The one and only time I have ever been to Brussels it was in a train station for 35 minutes, 20 years ago, and the only thing I remember is that when I went to buy a croissant at the train station french fry stand, I accidentally yanked my wallet out too hard and all of my money + the contents of my backpack (books, dirty socks, a Cosmo magazine, 13 pounds of spare change and about 74,000 tampons) went flying everywhere. Everywhere. It was mortifying. Especially because no less than four people -all of them total strangers- rushed to help me, each of them speaking a different language, none of which understood.
Three things about this:
1. Did you hear the part where I mentioned FRENCH FRY STAND IN THE TRAIN STATION and it sold CROISSANTS?
These people know how to live.
2. If that happened to me today, here, would four people rush to help me?
Not likely. It would not be fair to say all Belgian people are equally so kind, but that is how they remain in my mind. Also – the symbol of their capital is a statue of a rebellious boy peeing into a fountain. And he has outfits. So, you know I’m a fan.
3. Why were these people, these kind, smart, french fry-loving, weirdly-open-minded and multicultural people made a target for hate and destruction yesterday?
Coming up short on this one.
This is the part where I’m supposed to say I’m sending prayers and good thoughts to the 30+ people who died yesterday, and their families, and all those effected by the bombing, and I’m going to get there, but first I’m going to be mad as a hornet.
And I don’t know what to do about it.
Terrorism is not new, nor is this a unique incident, but what do you do about it? For all the time, money and attention spent on this, it still happens. All the time. And the point of terrorism cause fear and drive blame…and what are we doing? We all get afraid and look for someone to blame.
Boom – they win.
We let them win.
….Guhhh. Okay. Sorry. I don’t mean to bitch. I really don’t. I created this site as a forum to share ideas and sometimes the ideas aren’t of the hot glue and sequin variety. It irritates me that I can turn on a dozen news channels right now and hear endless experts talking about what happened yesterday, but nobody is saying what we can do about it to prevent it from happening again, or how to help those rippling through the aftermath. This bugs me. I’m a fixer. I don’t like allotting brain space to problems without allotting equal space to a solutions. Anything less comes off as whining, and listening to it, however compelling or sympathetic, eventually starts to sound like nails on a chalkboard.
But I digress.
Hey! Let’s shift gears and talk about something important: flowers.

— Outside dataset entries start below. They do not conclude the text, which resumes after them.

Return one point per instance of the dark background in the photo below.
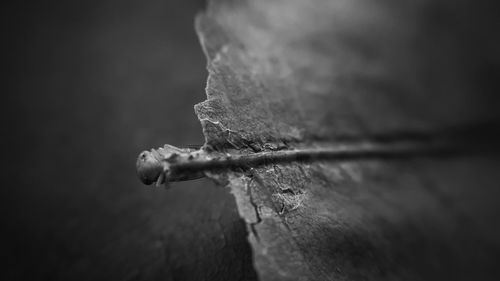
(87, 86)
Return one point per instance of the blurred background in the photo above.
(88, 85)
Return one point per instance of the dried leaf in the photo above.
(304, 74)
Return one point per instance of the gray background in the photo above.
(88, 85)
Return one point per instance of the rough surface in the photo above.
(300, 73)
(89, 85)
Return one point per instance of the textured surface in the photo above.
(89, 85)
(302, 73)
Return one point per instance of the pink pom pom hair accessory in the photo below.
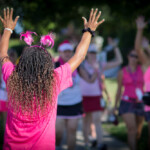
(27, 37)
(46, 40)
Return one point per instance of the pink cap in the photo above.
(65, 45)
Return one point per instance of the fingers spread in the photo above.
(11, 14)
(7, 12)
(16, 19)
(91, 14)
(100, 22)
(84, 19)
(99, 14)
(93, 17)
(4, 14)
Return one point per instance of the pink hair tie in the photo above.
(47, 40)
(27, 37)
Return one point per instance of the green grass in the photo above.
(120, 131)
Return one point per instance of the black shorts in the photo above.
(70, 111)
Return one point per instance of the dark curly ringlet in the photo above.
(31, 86)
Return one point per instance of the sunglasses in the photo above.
(133, 56)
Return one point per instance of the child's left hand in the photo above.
(8, 21)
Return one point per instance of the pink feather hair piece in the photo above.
(28, 37)
(47, 40)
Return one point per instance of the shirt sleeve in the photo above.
(63, 77)
(7, 70)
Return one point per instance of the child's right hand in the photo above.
(93, 20)
(8, 21)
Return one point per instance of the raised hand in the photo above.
(93, 20)
(8, 21)
(140, 22)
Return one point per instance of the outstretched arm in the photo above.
(9, 26)
(82, 48)
(140, 26)
(118, 94)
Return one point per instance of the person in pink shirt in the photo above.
(142, 43)
(33, 86)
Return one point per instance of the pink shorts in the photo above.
(3, 106)
(92, 103)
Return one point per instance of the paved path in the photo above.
(112, 143)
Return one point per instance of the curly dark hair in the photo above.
(32, 85)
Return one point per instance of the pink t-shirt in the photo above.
(89, 89)
(38, 134)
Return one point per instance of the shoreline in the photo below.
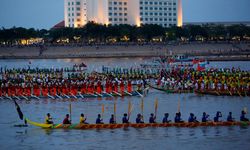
(210, 52)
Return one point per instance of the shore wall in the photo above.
(208, 51)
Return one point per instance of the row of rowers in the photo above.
(152, 118)
(69, 88)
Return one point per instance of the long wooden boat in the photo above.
(171, 90)
(222, 93)
(133, 125)
(78, 96)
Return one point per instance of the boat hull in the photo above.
(142, 125)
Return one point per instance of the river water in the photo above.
(206, 138)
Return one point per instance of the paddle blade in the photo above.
(245, 109)
(20, 113)
(179, 106)
(115, 108)
(102, 108)
(142, 105)
(129, 107)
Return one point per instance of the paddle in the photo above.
(129, 109)
(20, 113)
(156, 106)
(115, 111)
(142, 107)
(245, 109)
(102, 110)
(179, 106)
(70, 111)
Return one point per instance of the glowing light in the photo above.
(179, 19)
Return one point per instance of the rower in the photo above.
(230, 118)
(66, 120)
(165, 119)
(99, 119)
(48, 119)
(204, 117)
(152, 118)
(139, 118)
(177, 118)
(242, 117)
(125, 119)
(217, 116)
(112, 119)
(192, 118)
(83, 119)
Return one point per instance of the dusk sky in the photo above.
(46, 13)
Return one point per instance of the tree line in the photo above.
(98, 33)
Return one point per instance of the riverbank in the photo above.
(211, 52)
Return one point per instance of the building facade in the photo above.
(134, 12)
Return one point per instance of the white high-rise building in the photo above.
(134, 12)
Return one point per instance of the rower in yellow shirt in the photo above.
(48, 119)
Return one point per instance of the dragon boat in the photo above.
(77, 96)
(222, 93)
(133, 125)
(171, 90)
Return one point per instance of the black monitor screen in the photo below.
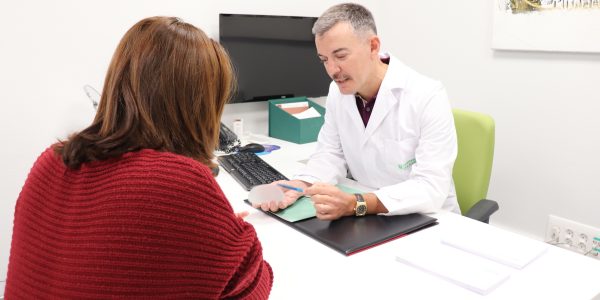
(274, 56)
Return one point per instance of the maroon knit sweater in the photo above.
(146, 225)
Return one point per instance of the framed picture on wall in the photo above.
(547, 25)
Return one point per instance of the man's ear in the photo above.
(375, 45)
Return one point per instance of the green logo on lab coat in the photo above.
(407, 164)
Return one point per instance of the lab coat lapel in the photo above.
(383, 106)
(351, 109)
(395, 78)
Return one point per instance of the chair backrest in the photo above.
(473, 166)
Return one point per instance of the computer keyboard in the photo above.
(249, 169)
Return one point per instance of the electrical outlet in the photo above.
(574, 236)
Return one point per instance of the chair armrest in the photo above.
(482, 210)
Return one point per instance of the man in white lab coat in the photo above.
(388, 126)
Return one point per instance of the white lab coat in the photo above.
(406, 152)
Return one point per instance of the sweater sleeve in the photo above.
(253, 277)
(250, 276)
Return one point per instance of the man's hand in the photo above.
(290, 196)
(330, 202)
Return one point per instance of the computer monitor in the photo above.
(273, 56)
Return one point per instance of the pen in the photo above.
(289, 187)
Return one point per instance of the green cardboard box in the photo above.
(284, 126)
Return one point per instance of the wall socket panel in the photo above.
(574, 236)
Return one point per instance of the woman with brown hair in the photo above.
(128, 206)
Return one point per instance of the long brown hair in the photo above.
(165, 89)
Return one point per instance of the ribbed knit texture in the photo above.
(147, 225)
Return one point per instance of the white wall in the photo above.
(544, 103)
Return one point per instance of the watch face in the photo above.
(361, 210)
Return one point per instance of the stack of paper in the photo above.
(299, 110)
(495, 244)
(459, 267)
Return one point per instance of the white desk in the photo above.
(306, 269)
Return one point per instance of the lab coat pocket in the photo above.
(400, 155)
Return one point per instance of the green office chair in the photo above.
(473, 166)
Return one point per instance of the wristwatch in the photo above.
(361, 206)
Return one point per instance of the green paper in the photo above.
(303, 208)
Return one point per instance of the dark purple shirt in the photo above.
(365, 109)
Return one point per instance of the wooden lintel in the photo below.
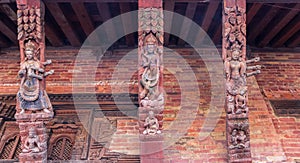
(252, 12)
(63, 23)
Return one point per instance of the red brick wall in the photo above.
(272, 138)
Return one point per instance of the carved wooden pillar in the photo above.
(33, 105)
(151, 99)
(234, 56)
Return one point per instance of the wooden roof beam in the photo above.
(185, 28)
(85, 21)
(210, 13)
(285, 34)
(169, 6)
(276, 29)
(104, 11)
(63, 23)
(258, 28)
(252, 12)
(127, 24)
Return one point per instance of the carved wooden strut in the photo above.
(235, 66)
(33, 105)
(151, 98)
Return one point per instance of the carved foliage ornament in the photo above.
(29, 23)
(30, 96)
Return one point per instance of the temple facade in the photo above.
(149, 81)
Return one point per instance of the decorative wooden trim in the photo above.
(150, 72)
(235, 67)
(33, 105)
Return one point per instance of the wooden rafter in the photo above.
(63, 23)
(288, 32)
(276, 29)
(169, 6)
(210, 13)
(106, 15)
(127, 24)
(252, 12)
(185, 28)
(8, 32)
(258, 28)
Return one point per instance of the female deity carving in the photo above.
(30, 95)
(235, 69)
(151, 73)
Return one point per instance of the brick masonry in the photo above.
(273, 138)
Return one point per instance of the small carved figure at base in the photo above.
(241, 101)
(32, 143)
(239, 139)
(151, 125)
(30, 96)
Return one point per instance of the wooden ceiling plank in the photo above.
(203, 1)
(8, 33)
(185, 28)
(258, 28)
(210, 13)
(63, 23)
(105, 14)
(53, 39)
(276, 29)
(85, 21)
(288, 32)
(252, 12)
(169, 6)
(127, 24)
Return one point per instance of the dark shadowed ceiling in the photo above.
(270, 23)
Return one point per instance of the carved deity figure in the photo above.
(238, 139)
(30, 95)
(32, 142)
(151, 125)
(151, 73)
(241, 100)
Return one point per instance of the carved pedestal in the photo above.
(235, 67)
(33, 134)
(33, 107)
(151, 97)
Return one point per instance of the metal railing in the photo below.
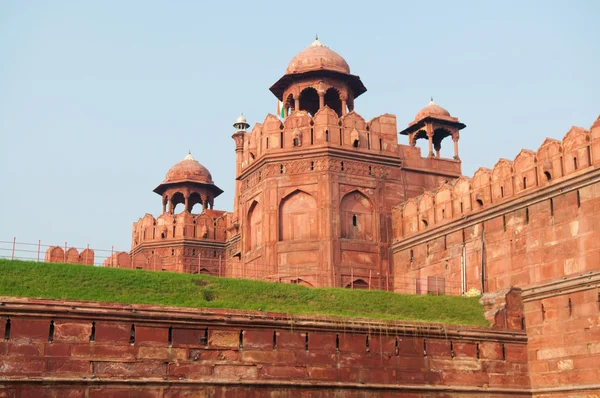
(302, 274)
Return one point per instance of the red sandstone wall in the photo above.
(563, 325)
(511, 226)
(92, 349)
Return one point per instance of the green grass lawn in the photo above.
(78, 282)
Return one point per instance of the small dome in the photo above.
(317, 57)
(241, 119)
(189, 170)
(432, 109)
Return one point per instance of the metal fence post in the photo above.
(12, 256)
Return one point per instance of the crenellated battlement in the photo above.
(301, 132)
(554, 161)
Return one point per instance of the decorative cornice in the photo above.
(566, 285)
(217, 317)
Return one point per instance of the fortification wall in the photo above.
(563, 328)
(76, 349)
(525, 222)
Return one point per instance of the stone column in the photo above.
(430, 139)
(429, 130)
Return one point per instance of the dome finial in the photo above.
(241, 124)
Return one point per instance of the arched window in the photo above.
(332, 100)
(357, 219)
(298, 217)
(309, 100)
(177, 200)
(253, 226)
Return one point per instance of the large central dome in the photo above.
(317, 57)
(188, 170)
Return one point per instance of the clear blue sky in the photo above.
(99, 99)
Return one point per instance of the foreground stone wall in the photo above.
(563, 327)
(76, 349)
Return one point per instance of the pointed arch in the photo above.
(253, 226)
(298, 216)
(357, 284)
(356, 217)
(177, 199)
(309, 100)
(333, 100)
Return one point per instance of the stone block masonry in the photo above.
(81, 349)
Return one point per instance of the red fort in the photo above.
(325, 198)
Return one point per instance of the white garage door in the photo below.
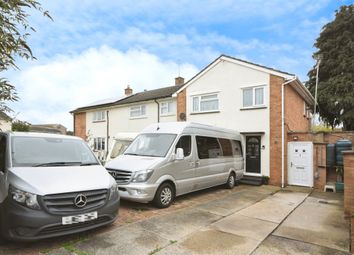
(300, 163)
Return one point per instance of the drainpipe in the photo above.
(283, 130)
(158, 111)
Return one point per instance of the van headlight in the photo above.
(25, 198)
(113, 191)
(142, 176)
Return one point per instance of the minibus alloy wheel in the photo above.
(164, 196)
(231, 181)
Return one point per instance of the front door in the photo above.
(253, 154)
(300, 170)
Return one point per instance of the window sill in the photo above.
(195, 113)
(139, 117)
(253, 108)
(167, 115)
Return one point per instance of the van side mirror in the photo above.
(179, 154)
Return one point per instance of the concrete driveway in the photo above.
(247, 220)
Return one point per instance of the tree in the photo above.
(21, 126)
(14, 31)
(335, 94)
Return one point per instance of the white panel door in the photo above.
(300, 164)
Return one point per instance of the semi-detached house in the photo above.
(262, 103)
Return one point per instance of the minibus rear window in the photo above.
(151, 145)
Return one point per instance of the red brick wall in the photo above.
(275, 108)
(348, 182)
(352, 235)
(349, 190)
(294, 111)
(181, 104)
(80, 125)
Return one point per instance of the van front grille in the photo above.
(121, 176)
(64, 203)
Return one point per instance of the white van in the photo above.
(52, 185)
(120, 142)
(171, 159)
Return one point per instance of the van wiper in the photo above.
(58, 164)
(134, 154)
(89, 164)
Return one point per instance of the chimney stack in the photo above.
(179, 81)
(128, 91)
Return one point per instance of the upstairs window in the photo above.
(99, 143)
(137, 111)
(167, 108)
(205, 103)
(208, 147)
(99, 116)
(253, 97)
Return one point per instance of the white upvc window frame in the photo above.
(99, 144)
(170, 106)
(198, 99)
(140, 109)
(99, 116)
(254, 105)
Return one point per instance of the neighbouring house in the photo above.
(5, 122)
(48, 128)
(262, 103)
(98, 122)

…and speaking of Brussels, in addition to french fries, croissants, and ability to overcome terrorism, they do this awesome thing the flower carpet. I have admired it for years. Have you heard of it? Look at this thing!
It takes place in late summer every two years in the Grand-Place in the center of Brussels. This open plaza is one of the most beautiful in the world already, and then 120 volunteers fill it with one million begonias. I told you I liked these people.
Credit: Images and video provided by the City of Brussels office of Tourism. You need to watch the video.
The 2016 carpet is scheduled to be in tribute to diplomatic relations with Japan, but I doubt Japan would mind if they altered or integrated the theme to remember yesterday’s events. Or not. Maybe that is not necessary. Public art has weird healing powers when it comes to injured communities, regardless of content or context. A thing of beauty is never a waste of time. I suppose, in a small way, making beautiful things is it’s own strange form of counter-terrorism. It’s a living demonstration of survival. Making something with your hands says you will create good things in spite of a bad surrounding. You will create light in the dark. And isn’t that the most enviable skill of all?
Welp. That’s what I know about that.
I’m off. Today is one of those rare days I scheduled for nothing but painting, which is such a treat, but today, perhaps it comes with a slightly heavier heart.